Invention of the Big Top Tent
In 1825, Joshuah Purdy Brown (1802?-1834) revolutionized the circus business and other traveling shows. He held his performances under a large, portable canvas tent. This innovation allowed shows to move between cities quickly and easily, go anywhere, stay as long or short as they desired, and perform rain or shine. With this flexibility, Brown’s show could perform and have an income six days per week. In 1825, the first season that Brown and his partner Lewis Bailey used a tent, they traveled from Wilmington, Delaware, into Virginia, stopping at Alexandria, Fredericksburg, Richmond, Norfolk, Lawrenceville, and Lynchburg, and then up the Shenandoah Valley to Maryland and Pennsylvania. All of these shows were performed under a tent: the only indoor location that season was in Washington, DC.
By the mid 1830s, the canvas tent system had become commonplace.
By the mid 1830s, the canvas tent system had become commonplace. With this mobility, owners now could schedule shows in 150 or more different cities in a season, performing six days a week, but they now needed wagons to transport the equipment as well as the horses to pull the wagons and personnel to drive the wagons and erect the tent. The tent was a mixed blessing — it allowed the circus to show in smaller places, but created a greater overhead. Thayer remarks that, “the tent added to the proprietor’s daily expense, and changed the relationship between himself and his employees. Instead of erecting costly arenas he now had the cost of wagons to carry his property, of horses to pull the wagons and of teamsters to drive them.

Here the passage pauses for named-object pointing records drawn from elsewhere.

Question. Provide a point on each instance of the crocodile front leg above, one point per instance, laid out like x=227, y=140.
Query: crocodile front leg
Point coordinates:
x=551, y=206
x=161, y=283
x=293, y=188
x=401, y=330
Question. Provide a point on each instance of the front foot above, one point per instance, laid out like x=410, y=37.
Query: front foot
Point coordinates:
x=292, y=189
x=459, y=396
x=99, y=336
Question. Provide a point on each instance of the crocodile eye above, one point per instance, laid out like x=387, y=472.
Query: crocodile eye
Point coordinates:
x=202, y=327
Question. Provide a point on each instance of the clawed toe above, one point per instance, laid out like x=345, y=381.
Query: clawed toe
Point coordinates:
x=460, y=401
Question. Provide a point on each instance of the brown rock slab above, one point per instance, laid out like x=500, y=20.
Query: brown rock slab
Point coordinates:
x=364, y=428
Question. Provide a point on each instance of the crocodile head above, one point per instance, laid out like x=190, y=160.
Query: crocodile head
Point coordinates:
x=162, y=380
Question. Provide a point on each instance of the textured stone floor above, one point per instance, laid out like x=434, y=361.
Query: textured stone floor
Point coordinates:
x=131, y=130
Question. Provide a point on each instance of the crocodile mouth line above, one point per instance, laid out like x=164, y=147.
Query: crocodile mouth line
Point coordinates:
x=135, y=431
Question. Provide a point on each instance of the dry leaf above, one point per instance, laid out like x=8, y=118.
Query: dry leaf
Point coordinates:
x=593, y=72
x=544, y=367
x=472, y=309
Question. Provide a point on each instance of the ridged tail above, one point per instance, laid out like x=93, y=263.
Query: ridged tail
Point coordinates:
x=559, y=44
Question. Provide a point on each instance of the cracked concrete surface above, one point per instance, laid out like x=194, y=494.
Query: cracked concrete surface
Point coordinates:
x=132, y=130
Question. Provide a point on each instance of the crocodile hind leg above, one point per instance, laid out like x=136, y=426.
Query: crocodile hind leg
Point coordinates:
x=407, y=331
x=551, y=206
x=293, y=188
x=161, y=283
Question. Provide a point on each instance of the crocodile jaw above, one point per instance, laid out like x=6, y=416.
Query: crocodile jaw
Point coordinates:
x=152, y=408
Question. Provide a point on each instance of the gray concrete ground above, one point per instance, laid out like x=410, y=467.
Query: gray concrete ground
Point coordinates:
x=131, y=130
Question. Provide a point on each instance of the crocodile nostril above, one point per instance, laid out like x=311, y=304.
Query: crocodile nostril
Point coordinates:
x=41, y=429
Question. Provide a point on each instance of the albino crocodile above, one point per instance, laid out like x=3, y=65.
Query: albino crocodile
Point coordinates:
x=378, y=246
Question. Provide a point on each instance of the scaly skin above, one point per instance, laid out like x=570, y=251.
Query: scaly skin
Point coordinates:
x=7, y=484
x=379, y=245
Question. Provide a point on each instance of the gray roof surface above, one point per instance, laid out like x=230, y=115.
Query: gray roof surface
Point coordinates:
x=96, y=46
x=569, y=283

The performers and musicians, theretofore on their own as to food and lodging, now traveled constantly with the company.” A circus now needed a reliable income to offset the constant daily expenses. Greater mobility meant that circuses could move faster but it also meant that owners had less time to build up audiences and bring in revenue. There was growing pressure to bring in audiences quickly and efficiently. As tents grew bigger, the performers became more removed from the audience and the acts had to be more eye-catching and more spectacular, which of course added to the expense of running and moving the show.
the tent changed the relationship between the audiences and the performers
A more interesting consequence of this change, however, is how the tent changed the relationship between the audiences and the performers. Initially, circuses were intimate shows and audiences were quite close to the performers in structures that were often custom-built in that city. The show stayed around for weeks or months at a time, mingling with the local populace. Audiences would become familiar with the performers and shows would offer a variety of acts to bring people back in. If the circus used permanent buildings, it might share the facilities with theaters companies or music performances. These buildings might also be quite intimate and the audience would be able to see small details of each act. When the American circus broke away from this type of setting, the relationship between audience and performer lost some of its intimacy and relied more heavily on large-scale effects and more generic acts that would please larger groups. European circus performances, on the other hand, did not adopt canvas tents but continued to use existing buildings well into the 20th century. Consequently, European circuses have much closer ties to theatre and have maintained a greater emphasis on nuanced relationships between performer and audience.
Circus Marketing
The arrival of the tent also complicated the already difficult task of promoting shows to prospective audiences. Advertising materials had to provoke excitement and anticipation of seeing a show that was around for one day only. The printed bills that were used in the 18th, 19th and 20th century had to give the populace the necessary information to catch their attention; namely, title, date, and featured acts. John Bill Ricketts used printed bills to advertise his show. Pepin & Breschard used printed bills depicting an equestrian on a horse waving American flags. By 1822 with the first steam-powered press, the cost of printing of the posters could be reduced and the output of posters was increased.
By the mid-nineteenth century, the American circus had reached a level of popularity in the country that no other form of entertainment could rival. This was also true with its advertising. In the summer of 1983 edition of The Quarterly Journal of the Library of Congress, Richard Flint states: “The circus led the way in large, illustrated newspaper advertisements and virtually developed the outdoor advertising business by the use of huge, colorful posters. As early as 1833 a New Hampshire editor noted that the traveling shows were operating ‘on a new plan … in order to excite the curiosity of the people…. Large show bills measuring seven or eight feet in length proportionately made with cuts representing the remarkable docility of the lions and the great feats of the monkey’ were now to be seen in the towns” (p. 214-215). As early as the 1830s, large presses allowed the printers to combine large poster together to produce billboard-size posters.